No vamos a localizarlo pronto, me digo. El Recaudador seguirá ridiculizándonos jugando al gato y al ratón con nosotros.

La presentadora se dirige a Sotirópulos:

—Me parece que la única fuente de información fidedigna, tanto para nosotros como para los telespectadores, es el propio asesino. Leamos otra vez la carta que nos ha enviado.

Se cierran las ventanas y aparece en pantalla la carta que el Recaudador Nacional ha enviado a los medios de comunicación:

«El Estado griego me ha engañado. No me abonó la comisión del diez por ciento, es decir, los setecientos ochenta mil euros que me corresponden por el dinero que procuré a las arcas del Estado. En consecuencia, no voy a proseguir mis esfuerzos por cobrar impuestos debidos a Hacienda. En cambio, procederé a liquidar a todos aquellos que se han enriquecido gracias a sus contactos con las altas esferas políticas del Estado, que es quien me priva de mi legítima compensación. Los dos primeros casos ya se han hecho públicos.

»Lukás Zisimatos fue sindicalista y luego diputado al Parlamento. En ambos cargos puso obstáculos a empresas nacionales y extranjeras que deseaban instalar parques eólicos en Grecia. Viajó al extranjero con dinero de la empresa, en su calidad de sindicalista, o con dinero del Parlamento Nacional, en su calidad de diputado, con vistas a crear su propia empresa de parques eólicos. Fundó su compañía con préstamos bancarios que logró gracias a sus contactos con otros políticos. Y, aunque no devolvía los préstamos, siempre lograba otros nuevos. En dos ocasiones, además, obtuvo fondos del Marco Comunitario de Apoyo mientras otras personas y entidades aún esperan recibir la financiación.

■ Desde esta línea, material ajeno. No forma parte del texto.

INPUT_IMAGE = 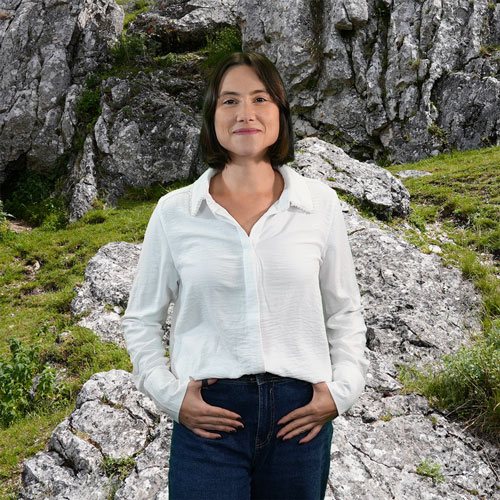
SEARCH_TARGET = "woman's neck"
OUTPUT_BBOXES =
[211,160,284,199]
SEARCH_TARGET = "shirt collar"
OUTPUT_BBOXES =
[190,165,314,216]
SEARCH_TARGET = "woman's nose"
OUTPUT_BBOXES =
[236,102,255,122]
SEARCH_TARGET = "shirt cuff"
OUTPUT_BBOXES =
[134,365,189,423]
[326,365,365,415]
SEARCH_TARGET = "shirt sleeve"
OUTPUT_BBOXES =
[320,190,369,415]
[122,200,189,422]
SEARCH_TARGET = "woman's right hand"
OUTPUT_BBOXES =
[179,378,244,439]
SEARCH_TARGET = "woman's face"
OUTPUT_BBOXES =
[214,66,280,162]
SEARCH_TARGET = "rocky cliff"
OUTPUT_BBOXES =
[21,138,500,500]
[0,0,500,220]
[239,0,500,162]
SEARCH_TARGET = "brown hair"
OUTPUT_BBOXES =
[200,52,294,170]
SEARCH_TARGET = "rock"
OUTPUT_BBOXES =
[70,135,97,221]
[128,0,237,53]
[396,170,432,179]
[294,137,410,217]
[0,0,123,184]
[19,370,163,500]
[71,242,140,346]
[20,192,500,500]
[237,0,500,163]
[66,70,201,220]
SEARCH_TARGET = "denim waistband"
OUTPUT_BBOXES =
[209,372,307,384]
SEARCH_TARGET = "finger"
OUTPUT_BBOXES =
[299,425,323,444]
[278,404,311,425]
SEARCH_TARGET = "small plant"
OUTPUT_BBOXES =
[0,200,13,240]
[5,168,67,230]
[410,57,422,70]
[109,33,147,66]
[417,458,445,484]
[0,338,58,427]
[203,26,241,69]
[101,457,135,481]
[427,123,446,142]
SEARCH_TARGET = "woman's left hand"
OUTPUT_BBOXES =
[276,382,338,444]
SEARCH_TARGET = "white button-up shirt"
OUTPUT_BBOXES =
[122,166,368,422]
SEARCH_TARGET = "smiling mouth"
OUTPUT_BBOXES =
[233,128,260,135]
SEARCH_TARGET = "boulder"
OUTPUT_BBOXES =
[65,69,201,221]
[294,137,410,217]
[237,0,500,162]
[0,0,123,184]
[24,169,500,500]
[128,0,237,53]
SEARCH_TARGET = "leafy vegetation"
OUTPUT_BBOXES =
[3,166,68,229]
[0,338,62,427]
[388,147,500,438]
[0,182,186,498]
[109,33,149,66]
[417,458,445,484]
[203,26,242,69]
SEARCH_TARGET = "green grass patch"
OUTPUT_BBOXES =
[0,402,74,500]
[417,458,445,484]
[201,26,242,69]
[387,147,500,439]
[0,181,188,498]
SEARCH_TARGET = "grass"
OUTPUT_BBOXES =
[417,458,445,484]
[388,147,500,440]
[0,182,186,498]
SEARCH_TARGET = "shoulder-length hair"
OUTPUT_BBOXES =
[200,52,294,170]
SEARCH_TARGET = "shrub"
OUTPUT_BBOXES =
[400,320,500,436]
[417,458,445,484]
[0,200,13,240]
[110,33,147,66]
[203,26,241,69]
[0,338,63,427]
[5,171,68,230]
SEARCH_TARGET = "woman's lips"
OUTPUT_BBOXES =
[234,128,260,135]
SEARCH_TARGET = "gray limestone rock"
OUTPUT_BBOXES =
[66,70,200,220]
[396,170,431,179]
[0,0,123,183]
[128,0,237,52]
[237,0,500,162]
[70,135,97,221]
[21,166,500,500]
[71,242,140,346]
[294,137,410,217]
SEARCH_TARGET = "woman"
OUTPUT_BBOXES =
[123,53,367,500]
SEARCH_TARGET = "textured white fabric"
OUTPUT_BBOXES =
[122,166,368,421]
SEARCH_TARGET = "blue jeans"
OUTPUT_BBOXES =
[169,373,333,500]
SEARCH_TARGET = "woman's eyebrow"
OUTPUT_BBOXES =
[219,89,269,99]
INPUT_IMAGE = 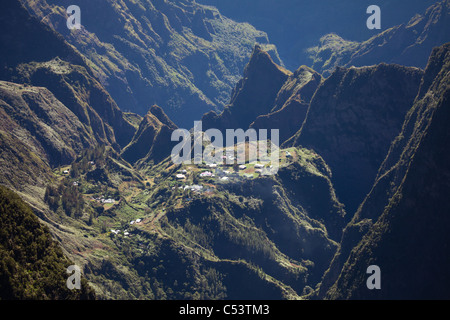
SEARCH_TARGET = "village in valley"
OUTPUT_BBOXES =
[48,144,300,238]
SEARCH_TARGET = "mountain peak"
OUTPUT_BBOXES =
[244,44,292,78]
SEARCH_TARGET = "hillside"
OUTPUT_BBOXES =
[0,186,95,300]
[284,64,423,214]
[319,44,450,299]
[202,45,292,131]
[309,0,450,75]
[21,0,280,128]
[198,0,440,69]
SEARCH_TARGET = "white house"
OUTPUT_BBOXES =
[200,171,212,178]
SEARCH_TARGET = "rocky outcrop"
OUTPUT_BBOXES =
[0,0,135,148]
[310,0,450,76]
[318,44,450,299]
[285,64,423,214]
[202,45,292,131]
[22,0,280,129]
[122,106,177,164]
[250,66,322,143]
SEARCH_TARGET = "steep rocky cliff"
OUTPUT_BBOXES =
[285,64,423,214]
[22,0,280,128]
[202,45,292,131]
[122,106,177,164]
[319,44,450,299]
[309,0,450,76]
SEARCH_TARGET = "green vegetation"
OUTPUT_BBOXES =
[0,186,95,300]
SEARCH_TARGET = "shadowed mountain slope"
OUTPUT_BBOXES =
[319,44,450,299]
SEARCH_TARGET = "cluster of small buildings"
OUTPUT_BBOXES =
[91,196,116,204]
[111,229,130,237]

»Zeódoros Karadimos fue secretario general de Obras Públicas. Fue un producto del sistema partidista. ¿Cómo consiguió el dinero necesario para abrir centros de formación profesional privados por todo el país? ¿Y cómo conseguía préstamos bancarios, préstamos que jamás devolvía, cuando los bancos deniegan préstamos irrisorios a las pequeñas y medianas empresas? También Zeódoros Karadimos recibió fondos de los Programas de Cooperación Territorial.

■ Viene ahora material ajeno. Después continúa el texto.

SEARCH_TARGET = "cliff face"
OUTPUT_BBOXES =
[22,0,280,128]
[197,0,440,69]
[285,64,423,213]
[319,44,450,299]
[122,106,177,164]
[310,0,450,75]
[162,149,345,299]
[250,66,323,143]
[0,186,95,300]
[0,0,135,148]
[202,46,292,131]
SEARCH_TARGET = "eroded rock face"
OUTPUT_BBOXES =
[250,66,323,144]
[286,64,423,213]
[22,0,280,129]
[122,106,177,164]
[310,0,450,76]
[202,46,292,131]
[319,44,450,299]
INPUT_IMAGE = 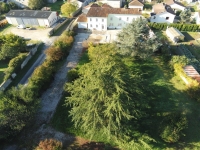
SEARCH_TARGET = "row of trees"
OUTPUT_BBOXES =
[0,32,73,140]
[65,19,187,149]
[0,34,26,60]
[148,22,200,32]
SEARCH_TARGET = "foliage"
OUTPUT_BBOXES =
[0,87,38,139]
[148,22,200,32]
[0,34,26,60]
[28,0,46,10]
[61,2,77,17]
[67,69,79,82]
[170,55,189,66]
[116,18,161,59]
[160,113,188,143]
[66,44,143,140]
[179,9,191,23]
[35,139,62,150]
[0,2,10,14]
[45,46,64,62]
[4,54,26,80]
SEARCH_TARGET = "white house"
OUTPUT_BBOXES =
[8,0,57,8]
[77,5,142,30]
[150,3,176,24]
[6,10,58,27]
[128,0,144,10]
[166,27,185,43]
[82,3,100,14]
[165,0,185,11]
[97,0,125,8]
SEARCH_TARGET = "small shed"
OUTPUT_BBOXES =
[166,27,185,43]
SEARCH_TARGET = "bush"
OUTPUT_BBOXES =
[160,113,188,143]
[4,54,26,80]
[67,69,79,82]
[35,139,63,150]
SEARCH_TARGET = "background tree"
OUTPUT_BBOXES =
[116,18,161,59]
[179,9,191,23]
[28,0,46,10]
[61,2,77,17]
[66,44,139,139]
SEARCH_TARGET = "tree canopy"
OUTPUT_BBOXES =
[0,34,26,60]
[179,9,191,23]
[28,0,46,9]
[61,2,77,17]
[66,44,142,138]
[116,18,161,59]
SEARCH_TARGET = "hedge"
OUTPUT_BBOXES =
[148,22,200,32]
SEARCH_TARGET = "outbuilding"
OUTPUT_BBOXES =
[166,27,185,43]
[6,10,58,27]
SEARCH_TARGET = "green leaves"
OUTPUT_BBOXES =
[116,18,161,59]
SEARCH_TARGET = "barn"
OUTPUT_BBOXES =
[166,27,185,43]
[6,10,58,27]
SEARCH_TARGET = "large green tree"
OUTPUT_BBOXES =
[28,0,46,9]
[0,34,26,60]
[179,9,191,23]
[116,18,161,59]
[66,44,142,139]
[61,2,77,17]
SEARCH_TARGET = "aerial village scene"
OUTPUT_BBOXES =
[0,0,200,150]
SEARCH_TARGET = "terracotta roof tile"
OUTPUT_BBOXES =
[87,7,142,17]
[153,3,175,15]
[129,0,144,6]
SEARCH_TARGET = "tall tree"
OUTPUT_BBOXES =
[116,18,161,59]
[61,2,77,17]
[66,44,141,138]
[28,0,46,10]
[179,9,191,23]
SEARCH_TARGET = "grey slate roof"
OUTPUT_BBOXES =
[6,10,53,18]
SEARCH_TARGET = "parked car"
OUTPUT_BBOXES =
[17,24,26,29]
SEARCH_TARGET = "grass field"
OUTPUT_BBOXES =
[0,61,8,84]
[51,51,200,150]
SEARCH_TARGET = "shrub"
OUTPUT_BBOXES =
[67,69,79,82]
[4,54,26,80]
[160,113,188,143]
[35,139,62,150]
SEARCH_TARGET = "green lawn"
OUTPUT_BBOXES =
[51,50,200,150]
[0,61,8,84]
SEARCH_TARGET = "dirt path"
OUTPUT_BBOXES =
[5,33,89,150]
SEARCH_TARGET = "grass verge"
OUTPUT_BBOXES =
[8,43,44,88]
[0,61,8,84]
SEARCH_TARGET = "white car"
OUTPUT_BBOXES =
[17,24,26,29]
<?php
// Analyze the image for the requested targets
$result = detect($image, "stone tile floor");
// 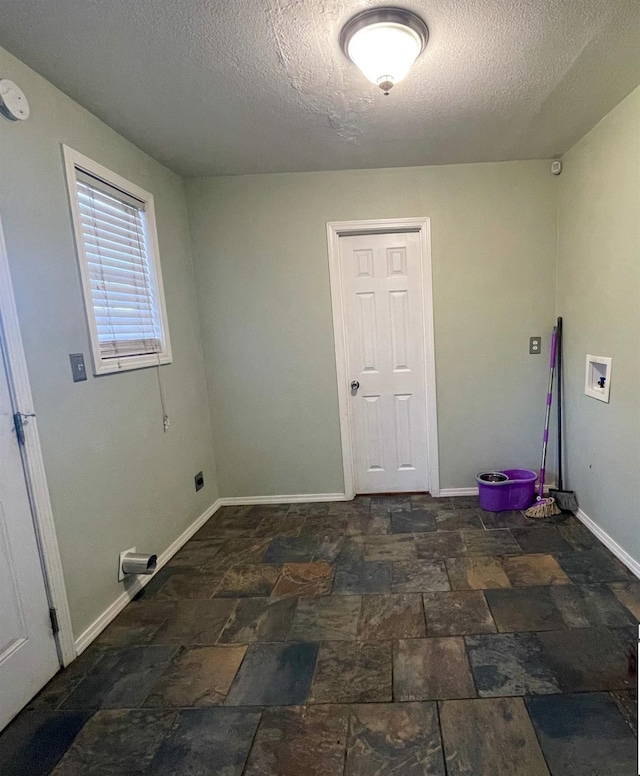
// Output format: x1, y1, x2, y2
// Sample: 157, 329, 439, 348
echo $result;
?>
0, 494, 640, 776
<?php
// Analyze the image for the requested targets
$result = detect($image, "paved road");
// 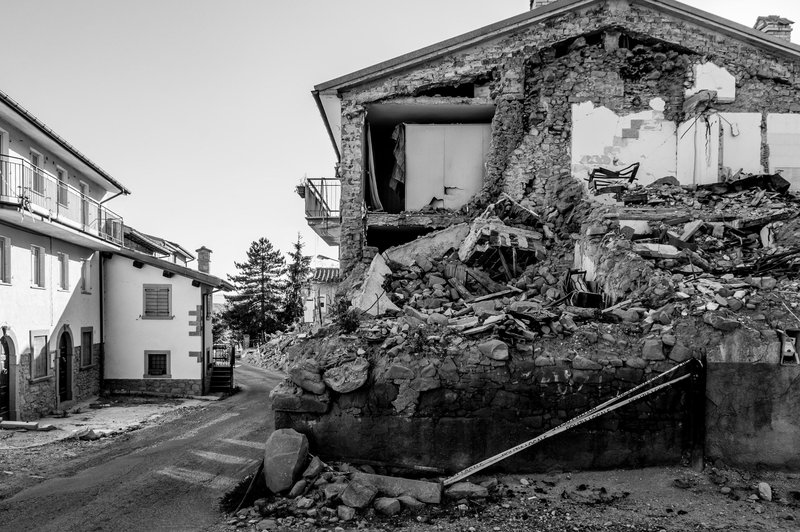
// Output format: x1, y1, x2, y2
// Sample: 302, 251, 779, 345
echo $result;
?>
0, 365, 280, 532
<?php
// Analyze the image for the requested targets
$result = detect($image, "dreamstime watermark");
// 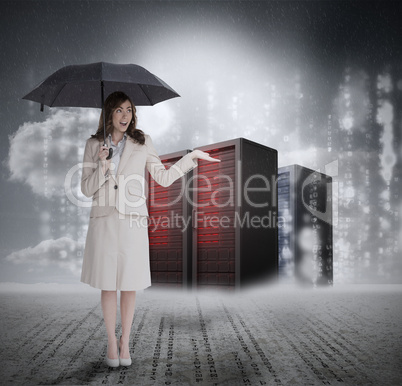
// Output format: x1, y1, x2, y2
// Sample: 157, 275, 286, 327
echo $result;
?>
64, 161, 338, 229
128, 211, 285, 232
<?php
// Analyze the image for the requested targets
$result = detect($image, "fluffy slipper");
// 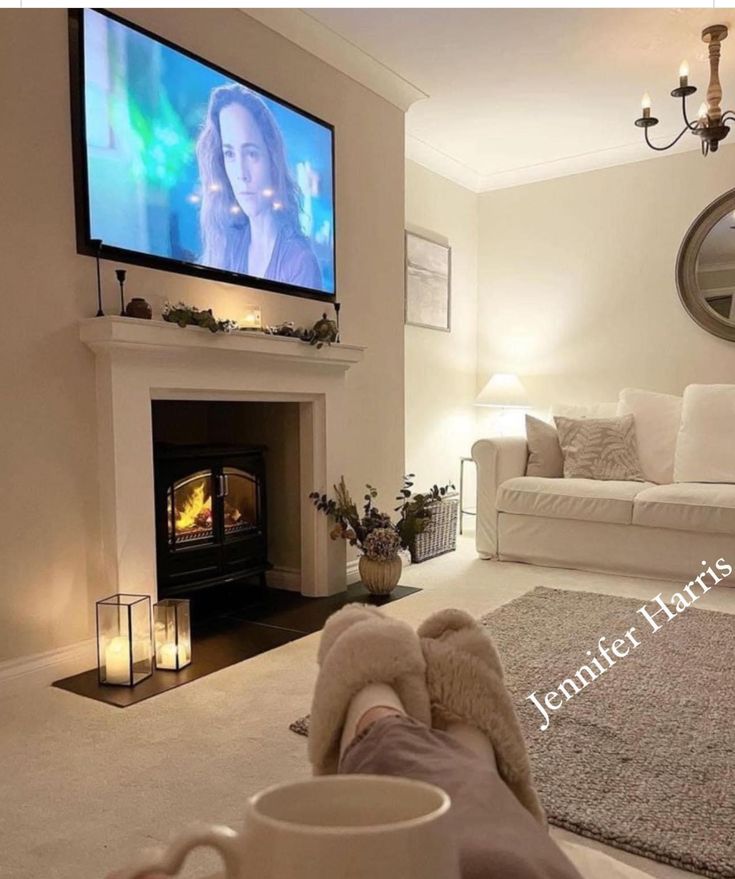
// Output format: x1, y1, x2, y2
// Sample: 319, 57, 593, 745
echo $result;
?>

»Los ciudadanos griegos tienen derecho a preguntar a las autoridades competentes cómo Lukás Zisimatos y Zeódoros Karadimos obtenían de Hacienda los certificados tributarios, que demostraban que estaban al día en sus obligaciones con el fisco, imprescindibles para cobrar de los fondos del Marco Comunitario de Apoyo y de los Programas de Cooperación Territorial, cuando el primero debía novecientos mil euros a Hacienda y el segundo, seiscientos cincuenta mil euros.

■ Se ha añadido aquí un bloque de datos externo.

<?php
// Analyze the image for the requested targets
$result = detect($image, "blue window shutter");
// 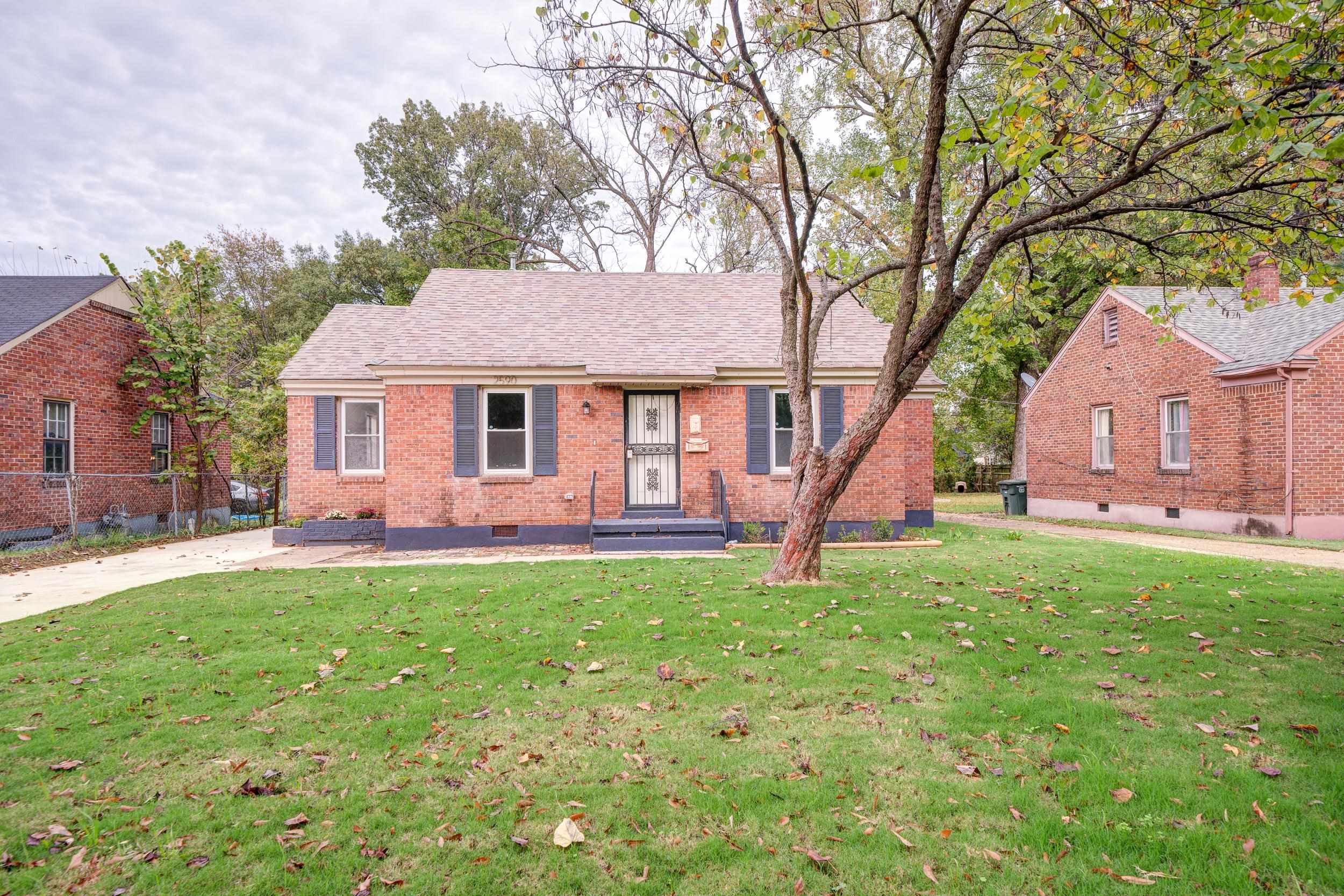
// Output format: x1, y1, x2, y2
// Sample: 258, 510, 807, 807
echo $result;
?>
821, 385, 844, 451
313, 395, 336, 470
532, 385, 556, 476
747, 385, 770, 473
453, 385, 478, 476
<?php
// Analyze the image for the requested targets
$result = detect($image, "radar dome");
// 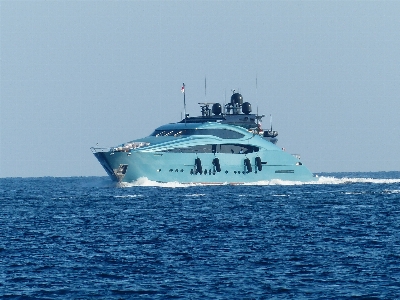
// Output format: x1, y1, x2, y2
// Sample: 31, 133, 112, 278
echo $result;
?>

»La Troika hará lo que estime oportuno. Yo, por mi parte, prefiero la solución de Apolo, tal como la describe Homero en la Ilíada (Canto I, versos 43-52):

Y, para evitarnos las molestias de ir a consultar una traducción al griego moderno, a continuación nos la proporciona:

«Así dijo rogando. Oyóle Febo Apolo, que, irritado en su corazón, descendió de las cumbres del Olimpo con el arco y el cerrado carcaj en los hombros; las saetas resonaron sobre la espalda del enojado dios cuando inició la marcha. Al partir semejaba la noche. Apostóse lejos de las naos, lanzó una flecha y el arco de plata dio un terrible chasquido. Al principio el dios disparó contra mulos y ágiles perros; mas luego dirigió sus amargas saetas a los hombres, y sin cesar ardían las piras de los cadáveres».

El Recaudador Nacional me ha dado tal golpe que me ha dejado viendo las estrellas. Apago el televisor para reponerme.

—El también enciende piras, no sólo Apolo —comenta Adrianí.

—Ya lo sé. Nos quemarán vivos —contesto, y llamo por teléfono a Spiridakis, el especialista de la Unidad de Delitos Económicos en evasión de impuestos.

—¿Tú también lo has visto? —me pregunta él.

—Lo he visto y quiero que mañana por la mañana vayamos juntos a una de las dos delegaciones de Hacienda, preferiblemente la que correspondía a Zisimatos.

—¿Qué quieres saber?

Cómo consiguieron los certificados tributarios. Concretamente, quién intervino en su favor.

—Mañana te llamo y te digo a qué delegación tenemos que ir primero.

—Vamos a cenar, estoy mareada —me dice Adrianí cuando cuelgo.

Será mejor que le hable de Zisis mientras comemos. Le abrirá el apetito.